François Paradis stole a glance at Maria, then turned his eyes away and tightly clasped his hands. Ah, but she was good to look upon! Thus to sit beside her, to catch these shy glimpses of the strong bosom, the sweet face so modest and so patient, the utter simplicity of attitude and of her rare gestures; a great hunger for her awoke in him, and with it a new and marvellous tenderness, for he had lived his life with other men, in hard give-and-take, among the wild forests and on the snowy plains.
Well he knew she was one of those women who, giving themselves, give wholly, reckoning not the cost; love of body and of soul, strength of arm in the daily task, the unmeasured devotion of a spirit that does not waver. So precious the gift appeared to him that he dared not ask it.
"I am going down to Grand'Mere next week," he said, almost in a whisper, "to work on the lumber-dam. But I will never take a glass, not one, Maria!" Hesitating a moment he stammered out, eyes on the ground: "Perhaps ... they have said something against me?"
"No."
"It is true that I used to drink a bit, when I got back from the shanties and the drive; but that is all over now. You see when a young fellow has been working in the woods for six months, with every kind of hardship and no amusement, and gets out to La Tuque or Jonquieres with all the winter's wages in his pocket, pretty often he loses his head; he throws his money about and sometimes takes too much ... But that is all over."

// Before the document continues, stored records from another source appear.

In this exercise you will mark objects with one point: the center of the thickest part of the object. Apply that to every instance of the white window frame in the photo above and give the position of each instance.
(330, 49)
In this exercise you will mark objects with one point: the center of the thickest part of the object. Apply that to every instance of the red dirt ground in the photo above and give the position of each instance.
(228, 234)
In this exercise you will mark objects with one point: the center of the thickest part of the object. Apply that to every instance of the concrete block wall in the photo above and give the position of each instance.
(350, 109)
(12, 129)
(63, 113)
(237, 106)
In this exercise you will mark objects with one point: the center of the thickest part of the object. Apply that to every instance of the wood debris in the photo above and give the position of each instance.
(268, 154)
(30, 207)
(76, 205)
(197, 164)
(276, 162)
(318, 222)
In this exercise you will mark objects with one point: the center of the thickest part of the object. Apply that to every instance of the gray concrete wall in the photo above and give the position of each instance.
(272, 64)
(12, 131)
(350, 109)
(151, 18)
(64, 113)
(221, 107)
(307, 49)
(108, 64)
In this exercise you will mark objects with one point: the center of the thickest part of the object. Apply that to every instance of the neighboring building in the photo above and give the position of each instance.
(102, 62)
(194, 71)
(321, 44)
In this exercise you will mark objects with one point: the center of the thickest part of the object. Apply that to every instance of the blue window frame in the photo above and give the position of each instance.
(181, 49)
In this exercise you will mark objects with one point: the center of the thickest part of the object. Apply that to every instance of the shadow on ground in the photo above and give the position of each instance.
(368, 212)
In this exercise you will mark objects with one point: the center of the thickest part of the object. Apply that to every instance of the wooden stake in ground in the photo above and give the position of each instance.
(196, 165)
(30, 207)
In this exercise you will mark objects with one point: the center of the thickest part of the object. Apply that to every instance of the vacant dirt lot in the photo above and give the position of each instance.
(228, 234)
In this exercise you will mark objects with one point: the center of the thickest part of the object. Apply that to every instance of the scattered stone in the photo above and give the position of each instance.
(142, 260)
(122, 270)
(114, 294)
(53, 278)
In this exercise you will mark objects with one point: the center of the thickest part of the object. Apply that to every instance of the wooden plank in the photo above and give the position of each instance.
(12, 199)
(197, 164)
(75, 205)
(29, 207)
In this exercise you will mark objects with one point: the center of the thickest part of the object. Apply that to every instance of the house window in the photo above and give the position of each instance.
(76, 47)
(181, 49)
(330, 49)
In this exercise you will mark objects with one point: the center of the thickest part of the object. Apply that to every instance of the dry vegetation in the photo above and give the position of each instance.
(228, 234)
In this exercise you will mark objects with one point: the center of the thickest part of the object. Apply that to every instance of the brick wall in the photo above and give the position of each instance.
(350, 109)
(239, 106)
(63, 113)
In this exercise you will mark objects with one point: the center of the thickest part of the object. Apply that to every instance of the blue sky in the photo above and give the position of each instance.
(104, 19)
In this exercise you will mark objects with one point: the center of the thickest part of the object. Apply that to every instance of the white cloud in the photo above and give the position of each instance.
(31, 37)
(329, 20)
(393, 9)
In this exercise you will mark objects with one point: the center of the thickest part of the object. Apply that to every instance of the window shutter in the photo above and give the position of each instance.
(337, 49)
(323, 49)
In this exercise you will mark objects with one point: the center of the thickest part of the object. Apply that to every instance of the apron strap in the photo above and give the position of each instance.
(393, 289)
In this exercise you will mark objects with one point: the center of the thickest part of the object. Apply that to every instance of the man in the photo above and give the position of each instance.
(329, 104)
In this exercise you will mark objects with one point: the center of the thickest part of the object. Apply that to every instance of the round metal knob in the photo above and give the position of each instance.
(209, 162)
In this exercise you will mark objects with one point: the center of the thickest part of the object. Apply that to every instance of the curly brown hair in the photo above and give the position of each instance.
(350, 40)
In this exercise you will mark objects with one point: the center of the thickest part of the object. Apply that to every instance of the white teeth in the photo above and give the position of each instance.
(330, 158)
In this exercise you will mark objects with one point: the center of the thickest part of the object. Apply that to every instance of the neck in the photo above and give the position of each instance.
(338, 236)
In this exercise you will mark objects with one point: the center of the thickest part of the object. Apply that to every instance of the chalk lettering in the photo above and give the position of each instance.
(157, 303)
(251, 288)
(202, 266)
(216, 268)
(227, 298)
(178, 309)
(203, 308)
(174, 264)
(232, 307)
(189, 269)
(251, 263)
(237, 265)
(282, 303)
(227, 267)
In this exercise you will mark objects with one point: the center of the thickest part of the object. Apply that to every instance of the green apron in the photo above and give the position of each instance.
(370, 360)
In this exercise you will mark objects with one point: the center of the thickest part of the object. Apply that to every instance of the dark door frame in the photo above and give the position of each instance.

"And it is also true that I used to swear. When one lives all the time with rough men in the woods or on the rivers one gets the habit. Once I swore a good deal, and the cure, Mr. Tremblay, took me to task because I said before him that I wasn't afraid of the devil. But there is an end of that too, Maria. All the summer I am to be working for two dollars and a half a day and you may be sure that I shall save money. And in the autumn there will be no trouble finding a job as foreman in a shanty, with big wages. Next spring I shall have more than five hundred dollars saved, clear, and I shall come back... ."
Again he hesitated, and the question he was about to put took another form upon his lips. "You will be here still...next spring?"
"Yes."
And after the simple question and simpler answer they fell silent and so long remained, wordless and grave, for they had exchanged their vows.